18/01/2007 - Super gatos, galãs e gatos-gato! Por: Viviane Fuentes

         Havia um gato cicerone dentro do apartamento onde eu me hospedada. Seu nome era Aramis, Chartreux de nascença, ele se preparava para a guerra enquanto uma das cidades mais bela do mundo, despudorada, exibia as jóias luminosas de Noel.

         Dentro de mim, mornava uma guerra – e outra fora: a batalha travada no teclado europeu, teclas com acentos invertidos, letras trocadas, símbolos escondidos, o que tornava o caminho mais longo. Não sabia se o texto era pra comer ou embrulhar e levar pra casa.
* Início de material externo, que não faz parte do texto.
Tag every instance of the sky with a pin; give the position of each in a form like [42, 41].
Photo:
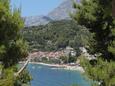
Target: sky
[35, 7]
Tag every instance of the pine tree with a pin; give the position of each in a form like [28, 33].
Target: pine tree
[96, 15]
[12, 46]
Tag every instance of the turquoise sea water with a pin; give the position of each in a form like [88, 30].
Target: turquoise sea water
[47, 76]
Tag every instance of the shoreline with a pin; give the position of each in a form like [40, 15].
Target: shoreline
[60, 66]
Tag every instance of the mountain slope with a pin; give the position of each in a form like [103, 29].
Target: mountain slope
[62, 11]
[59, 13]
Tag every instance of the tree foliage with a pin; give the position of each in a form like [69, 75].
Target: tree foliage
[96, 15]
[56, 35]
[12, 45]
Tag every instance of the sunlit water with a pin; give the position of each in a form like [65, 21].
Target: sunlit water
[47, 76]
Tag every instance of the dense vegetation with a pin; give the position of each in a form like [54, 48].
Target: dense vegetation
[96, 15]
[56, 35]
[12, 46]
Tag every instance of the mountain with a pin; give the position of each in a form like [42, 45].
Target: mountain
[62, 11]
[59, 13]
[36, 20]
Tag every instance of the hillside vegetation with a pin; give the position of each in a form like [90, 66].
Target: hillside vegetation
[56, 35]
         A sala do apartamento parisiense - salvas a vista, arquitetura barroca, e uma garrafa de champanhe gelando ao natural a menos um grau centígrado na janela do vizinho, poderia ser qualquer lugar do mundo.

         Havia uma vista linda à minha frente: meu marido e, dependendo do ponto de vista, se a vista dele fosse eu, seria muito mais interessante, mas era o LCD de um laptop ou o monitor de um PC – é, às vezes, os dois ao mesmo tempo.

         A Torre Eiffel estava bem longe, quase fronteira com o México, e nem o cheiro da pimenta eu sentia, todavia saia um estranho odor da geladeira - o abrir e fechar da porta sugeria camembert vencido (se é que isso existe) no cardápio.

         Em tempos de guerra, a comida é escassa e não dá tempo para ela estragar, se isso acontecer é porque há fartura e se há fartura não deveria haver guerra muito menos fome. Mas na guerra, uns morrem de fome enquanto outros se esbaldam... Paradoxal a teoria do queijo fedido.

         O ar da capital francesa é agradável, mesmo a vendo somente na tela da TV, sentado à mesa sem uma taça de champanhe. Apenas sentir o calor das casas aquecidas e, ao sair delas, aceitar o vento glacial tapear-lhe a cara com luva de pelica.

         Aproveitei a ocasião e tirei as luvas de minha mão e as dei no rosto de meu marido, desafiando-o para um duelo. Quem passaria mais tempo diante do computador numa cidade que não víamos todo dia?

         Queria apenas ver os amigos e curtir as coisas simples da vida que não existem num país tropical: a nova coleção de inverno de John Galliano e a de Thierry Mugler, se ele não tivesse falido...

         De qualquer maneira o Aramis não me deixou em paz, descobri que a guerra para a qual ele se preparava me tomava como inimigo do rei. Passei dois dias no apartamento sem sair nem para comprar cigarro - também deixei de fumar – tentando me defender a todo custo.

         O Charteux dava saltos na velocidade de uma bala. Bungee Jumping. De cima da geladeira para a poltrona. Da poltrona para a mesa. Da mesa para o sofá. Do sofá para a janela. Da janela para a minha cabeça. Ia e voltava da Lua na velocidade do som. Nhauuuuuuuuuu. E uma unhada!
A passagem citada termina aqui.